Background (reference) state¶

Pressure and density perturbations are defined with respect to a hydrostatically stratified background state, i.e.

\[p = p_{0}(z) + p^\prime \hspace{24pt} \rho = \rho_{0}(z) + \rho^\prime\]

with

\[\frac{d p_{0}}{d z} = - \rho_{0} g\]

Equation of state (compressible only)¶

In the fully compressible formulation, the total pressure is computed as

\[p = P_{00} \left( \frac{R_d \rho_d \theta_m}{P_{00}} \right)^\gamma\]

where \(\gamma = c_{p} / (c_{p} - R_{d})\) and

\[\theta_m = \theta_d (1 + \frac{R_v}{R_d} q_v)\]

is the moist potential temperature. This is the only place \(\theta_m\) is used; we evolve \(\theta_d\) above. In the above, \(R_d\), \(c_p\), \(P_{00} = 1\times10^{5}\) are the gas constant, specific heat capacity for dry air, and reference pressure, respectively.

Define

\[M(q_v) = 1 + \frac{R_v}{R_d} q_v.\]

Then the EOS can be written equivalently as

\[p = P_{00} \left( \frac{R_d \rho_d \theta_d M(q_v)}{P_{00}} \right)^\gamma.\]

Here \(q_v\) is the vapor mixing ratio per unit dry-air mass. The quantity \(\rho_d \theta_d\) is the rhotheta state variable used by the EOS utility functions, and EOS pressure arguments and return values are in Pa.

The same EOS implies

\[p = \rho_d R_d T M(q_v),\]

and therefore

\[\rho_d = \frac{p}{R_d T M(q_v)}.\]

This matches getRhogivenTandPress in Source/Utils/ERF_EOS.H.
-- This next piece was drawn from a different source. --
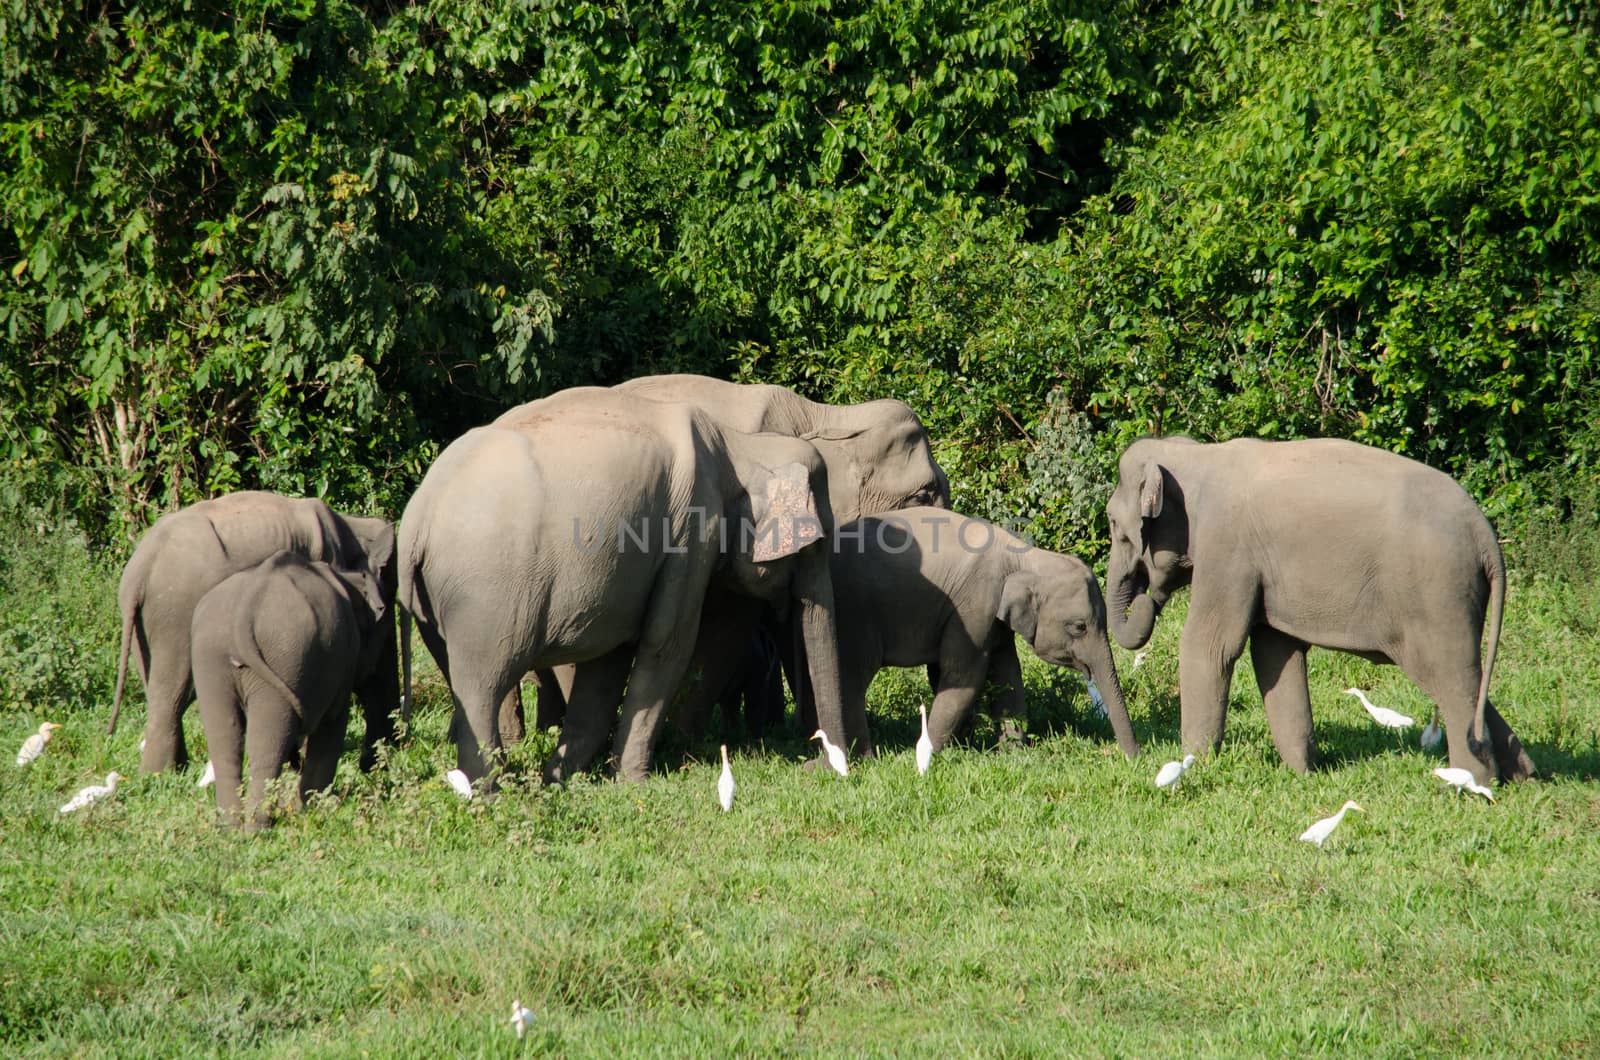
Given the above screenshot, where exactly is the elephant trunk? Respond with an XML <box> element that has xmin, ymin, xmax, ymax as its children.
<box><xmin>1107</xmin><ymin>564</ymin><xmax>1161</xmax><ymax>650</ymax></box>
<box><xmin>793</xmin><ymin>548</ymin><xmax>859</xmax><ymax>757</ymax></box>
<box><xmin>1088</xmin><ymin>646</ymin><xmax>1139</xmax><ymax>759</ymax></box>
The EOS utilities rely on the constant relation

\[\kappa \equiv \frac{R_d}{c_p} = \frac{\gamma - 1}{\gamma}, \qquad \frac{1}{\gamma} = 1 - \kappa.\]

This identity makes the pressure, temperature, Exner, and density inverse relations in Source/Utils/ERF_EOS.H algebraically consistent.
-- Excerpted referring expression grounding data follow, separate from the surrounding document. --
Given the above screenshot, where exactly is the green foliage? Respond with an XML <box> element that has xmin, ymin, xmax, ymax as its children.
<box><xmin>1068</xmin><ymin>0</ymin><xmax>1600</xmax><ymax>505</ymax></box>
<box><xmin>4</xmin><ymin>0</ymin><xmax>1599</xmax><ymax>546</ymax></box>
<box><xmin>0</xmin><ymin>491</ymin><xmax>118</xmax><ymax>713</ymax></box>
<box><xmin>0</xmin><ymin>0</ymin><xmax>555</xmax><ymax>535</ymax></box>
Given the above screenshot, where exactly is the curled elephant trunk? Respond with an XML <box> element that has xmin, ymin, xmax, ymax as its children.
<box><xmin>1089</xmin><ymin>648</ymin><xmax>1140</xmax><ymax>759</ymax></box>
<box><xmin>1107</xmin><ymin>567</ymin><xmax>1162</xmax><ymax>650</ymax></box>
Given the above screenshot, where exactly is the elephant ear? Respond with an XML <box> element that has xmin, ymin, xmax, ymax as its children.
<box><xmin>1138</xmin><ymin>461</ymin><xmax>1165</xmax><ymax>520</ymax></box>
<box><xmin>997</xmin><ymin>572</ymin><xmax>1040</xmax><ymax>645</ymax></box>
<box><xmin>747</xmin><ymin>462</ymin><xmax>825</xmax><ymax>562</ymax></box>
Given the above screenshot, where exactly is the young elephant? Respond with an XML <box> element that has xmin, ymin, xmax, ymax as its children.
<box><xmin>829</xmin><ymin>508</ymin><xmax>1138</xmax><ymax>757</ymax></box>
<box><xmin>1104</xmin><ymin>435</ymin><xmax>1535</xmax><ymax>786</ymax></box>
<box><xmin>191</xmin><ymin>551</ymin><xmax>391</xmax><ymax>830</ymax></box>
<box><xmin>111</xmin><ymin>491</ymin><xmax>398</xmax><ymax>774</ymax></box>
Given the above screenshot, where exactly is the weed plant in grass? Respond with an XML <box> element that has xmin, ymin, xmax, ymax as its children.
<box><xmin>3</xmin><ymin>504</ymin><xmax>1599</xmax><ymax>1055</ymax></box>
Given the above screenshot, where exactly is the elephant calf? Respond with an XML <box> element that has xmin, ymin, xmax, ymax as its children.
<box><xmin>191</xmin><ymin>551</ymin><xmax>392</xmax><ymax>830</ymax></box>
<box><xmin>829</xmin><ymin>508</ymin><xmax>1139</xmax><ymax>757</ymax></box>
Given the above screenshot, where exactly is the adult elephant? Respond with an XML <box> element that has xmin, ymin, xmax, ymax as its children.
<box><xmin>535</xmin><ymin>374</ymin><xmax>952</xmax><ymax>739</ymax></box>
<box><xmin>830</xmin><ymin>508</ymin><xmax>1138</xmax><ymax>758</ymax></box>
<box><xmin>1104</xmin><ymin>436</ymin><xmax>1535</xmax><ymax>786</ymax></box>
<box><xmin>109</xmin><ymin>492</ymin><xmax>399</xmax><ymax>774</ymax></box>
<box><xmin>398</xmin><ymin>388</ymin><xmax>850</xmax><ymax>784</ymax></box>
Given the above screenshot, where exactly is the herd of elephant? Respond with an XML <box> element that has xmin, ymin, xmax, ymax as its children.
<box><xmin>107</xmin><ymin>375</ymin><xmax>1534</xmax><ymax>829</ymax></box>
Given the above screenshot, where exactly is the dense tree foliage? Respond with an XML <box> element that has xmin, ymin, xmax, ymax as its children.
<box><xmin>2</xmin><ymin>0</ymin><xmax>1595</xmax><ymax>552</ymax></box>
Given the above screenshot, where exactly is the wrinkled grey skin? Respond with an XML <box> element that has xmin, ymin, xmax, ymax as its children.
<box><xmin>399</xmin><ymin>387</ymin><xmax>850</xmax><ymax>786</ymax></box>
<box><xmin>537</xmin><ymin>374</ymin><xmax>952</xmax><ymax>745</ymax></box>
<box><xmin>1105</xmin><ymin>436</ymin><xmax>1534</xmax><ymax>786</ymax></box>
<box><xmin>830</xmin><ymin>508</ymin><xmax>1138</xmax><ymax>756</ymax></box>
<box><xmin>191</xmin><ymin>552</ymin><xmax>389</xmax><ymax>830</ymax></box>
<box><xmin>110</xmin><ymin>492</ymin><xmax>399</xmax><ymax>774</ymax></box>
The functions in Source/Utils/ERF_EOS.H implement these relations:

Function	Relation
`getThgivenTandP`	\(\theta_d = T(P_{00}/p)^{R_d/c_p}\)
`getTgivenPandTh`	\(T = \theta_d(p/P_{00})^{R_d/c_p}\)
`getPgivenRTh`	\(p = P_{00}(R_d\rho_d\theta_d M/P_{00})^\gamma\)
`getRhoThetagivenP`	inverse of `getPgivenRTh`
`getRhogivenTandPress`	\(\rho_d = p/(R_d T M)\)
`getRhogivenThetaPress`	density from \(\theta_d\), \(p\), and \(q_v\)
`getExnergivenP`	\(\Pi = (p/P_{00})^{R_d/c_p}\)
`getdPdRgivenConstantTheta`	\((\partial p/\partial\rho_d)_{\theta_d,q_v} = \gamma p/\rho_d\)

Additional terms¶

\(\boldsymbol{\tau}\) is the viscous stress tensor,

\[\tau_{ij} = -2\mu \sigma_{ij},\]

with \(\sigma_{ij} = S_{ij} -D_{ij}\) being the deviatoric part of the strain rate, and

\[S_{ij} = \frac{1}{2} \left( \frac{\partial u_i}{\partial x_j} + \frac{\partial u_j}{\partial x_i} \right), \hspace{24pt} D_{ij} = \frac{1}{3} S_{kk} \delta_{ij} = \frac{1}{3} (\nabla \cdot \mathbf{u}) \delta_{ij},\]
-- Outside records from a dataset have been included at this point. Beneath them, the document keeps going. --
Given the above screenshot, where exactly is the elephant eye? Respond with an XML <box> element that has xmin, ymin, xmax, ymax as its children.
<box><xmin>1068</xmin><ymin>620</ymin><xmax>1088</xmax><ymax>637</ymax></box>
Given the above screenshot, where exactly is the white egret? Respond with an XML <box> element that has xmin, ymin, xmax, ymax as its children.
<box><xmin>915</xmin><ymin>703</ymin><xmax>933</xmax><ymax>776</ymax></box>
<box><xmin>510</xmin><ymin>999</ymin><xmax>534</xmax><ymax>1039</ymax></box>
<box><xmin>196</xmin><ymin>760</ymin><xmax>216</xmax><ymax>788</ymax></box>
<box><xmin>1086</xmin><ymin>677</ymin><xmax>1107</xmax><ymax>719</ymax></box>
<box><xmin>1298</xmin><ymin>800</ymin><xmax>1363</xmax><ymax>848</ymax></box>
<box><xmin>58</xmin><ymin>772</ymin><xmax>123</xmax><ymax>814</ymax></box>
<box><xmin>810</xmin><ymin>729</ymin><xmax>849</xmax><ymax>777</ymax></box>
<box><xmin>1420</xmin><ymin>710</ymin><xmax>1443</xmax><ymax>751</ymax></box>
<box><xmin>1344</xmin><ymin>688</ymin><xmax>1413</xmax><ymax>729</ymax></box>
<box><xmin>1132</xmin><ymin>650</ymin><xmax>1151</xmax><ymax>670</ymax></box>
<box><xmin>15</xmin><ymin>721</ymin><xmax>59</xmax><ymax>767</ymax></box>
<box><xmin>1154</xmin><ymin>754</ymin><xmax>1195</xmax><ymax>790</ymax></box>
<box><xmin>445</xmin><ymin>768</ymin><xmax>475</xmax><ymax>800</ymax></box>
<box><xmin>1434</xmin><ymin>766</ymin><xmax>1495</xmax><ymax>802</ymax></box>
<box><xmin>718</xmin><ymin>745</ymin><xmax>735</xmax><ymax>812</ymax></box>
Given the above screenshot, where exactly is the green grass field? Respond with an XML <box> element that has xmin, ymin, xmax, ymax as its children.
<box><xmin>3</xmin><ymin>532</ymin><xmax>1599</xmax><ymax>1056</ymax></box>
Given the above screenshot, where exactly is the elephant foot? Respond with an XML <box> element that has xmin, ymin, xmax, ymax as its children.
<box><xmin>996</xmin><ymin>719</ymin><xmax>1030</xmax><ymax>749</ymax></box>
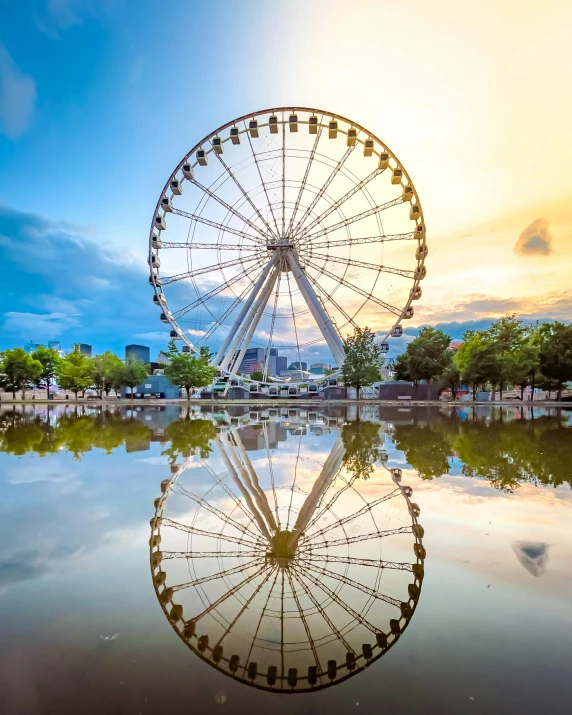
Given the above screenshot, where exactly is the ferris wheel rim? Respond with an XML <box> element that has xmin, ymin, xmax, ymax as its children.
<box><xmin>148</xmin><ymin>108</ymin><xmax>427</xmax><ymax>384</ymax></box>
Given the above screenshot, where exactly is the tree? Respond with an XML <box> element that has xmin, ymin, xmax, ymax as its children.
<box><xmin>538</xmin><ymin>321</ymin><xmax>572</xmax><ymax>401</ymax></box>
<box><xmin>120</xmin><ymin>360</ymin><xmax>149</xmax><ymax>401</ymax></box>
<box><xmin>0</xmin><ymin>348</ymin><xmax>43</xmax><ymax>399</ymax></box>
<box><xmin>394</xmin><ymin>327</ymin><xmax>451</xmax><ymax>392</ymax></box>
<box><xmin>484</xmin><ymin>315</ymin><xmax>527</xmax><ymax>398</ymax></box>
<box><xmin>341</xmin><ymin>420</ymin><xmax>384</xmax><ymax>480</ymax></box>
<box><xmin>56</xmin><ymin>345</ymin><xmax>93</xmax><ymax>398</ymax></box>
<box><xmin>31</xmin><ymin>346</ymin><xmax>61</xmax><ymax>398</ymax></box>
<box><xmin>439</xmin><ymin>357</ymin><xmax>462</xmax><ymax>399</ymax></box>
<box><xmin>456</xmin><ymin>332</ymin><xmax>503</xmax><ymax>400</ymax></box>
<box><xmin>164</xmin><ymin>350</ymin><xmax>217</xmax><ymax>399</ymax></box>
<box><xmin>250</xmin><ymin>371</ymin><xmax>264</xmax><ymax>382</ymax></box>
<box><xmin>90</xmin><ymin>351</ymin><xmax>124</xmax><ymax>397</ymax></box>
<box><xmin>162</xmin><ymin>418</ymin><xmax>216</xmax><ymax>464</ymax></box>
<box><xmin>341</xmin><ymin>327</ymin><xmax>381</xmax><ymax>399</ymax></box>
<box><xmin>160</xmin><ymin>339</ymin><xmax>179</xmax><ymax>361</ymax></box>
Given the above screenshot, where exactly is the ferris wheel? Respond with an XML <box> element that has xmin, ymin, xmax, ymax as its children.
<box><xmin>148</xmin><ymin>108</ymin><xmax>427</xmax><ymax>383</ymax></box>
<box><xmin>149</xmin><ymin>414</ymin><xmax>425</xmax><ymax>692</ymax></box>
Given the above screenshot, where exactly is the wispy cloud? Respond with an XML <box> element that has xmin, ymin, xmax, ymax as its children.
<box><xmin>0</xmin><ymin>44</ymin><xmax>36</xmax><ymax>139</ymax></box>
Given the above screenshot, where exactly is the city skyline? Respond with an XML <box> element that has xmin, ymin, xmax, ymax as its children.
<box><xmin>1</xmin><ymin>1</ymin><xmax>571</xmax><ymax>362</ymax></box>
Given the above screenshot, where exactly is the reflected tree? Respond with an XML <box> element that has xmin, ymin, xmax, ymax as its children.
<box><xmin>341</xmin><ymin>420</ymin><xmax>383</xmax><ymax>480</ymax></box>
<box><xmin>161</xmin><ymin>418</ymin><xmax>216</xmax><ymax>465</ymax></box>
<box><xmin>392</xmin><ymin>420</ymin><xmax>452</xmax><ymax>479</ymax></box>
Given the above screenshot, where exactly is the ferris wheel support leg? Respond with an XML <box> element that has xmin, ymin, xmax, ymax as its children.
<box><xmin>230</xmin><ymin>268</ymin><xmax>279</xmax><ymax>376</ymax></box>
<box><xmin>285</xmin><ymin>253</ymin><xmax>346</xmax><ymax>367</ymax></box>
<box><xmin>213</xmin><ymin>256</ymin><xmax>277</xmax><ymax>368</ymax></box>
\(\mathbf{F}_{u}\) and \(F_{\theta_d}\) are the forcing terms described in Physical Forcings,
\(\mathbf{B} = -(\rho - \rho_{0})\mathbf{g}\) is the buoyancy term described in Buoyancy,
\(\mathbf{g} = (0,0,-g)\) is the gravity vector,
The dry potential temperature \(\theta_d\) is defined from temperature \(T\), pressure \(p\), and reference pressure \(P_{00} = 10^{5}\) Pa as

\[\theta_d = T \left( \frac{P_{00}}{p} \right)^{R_d / c_p}.\]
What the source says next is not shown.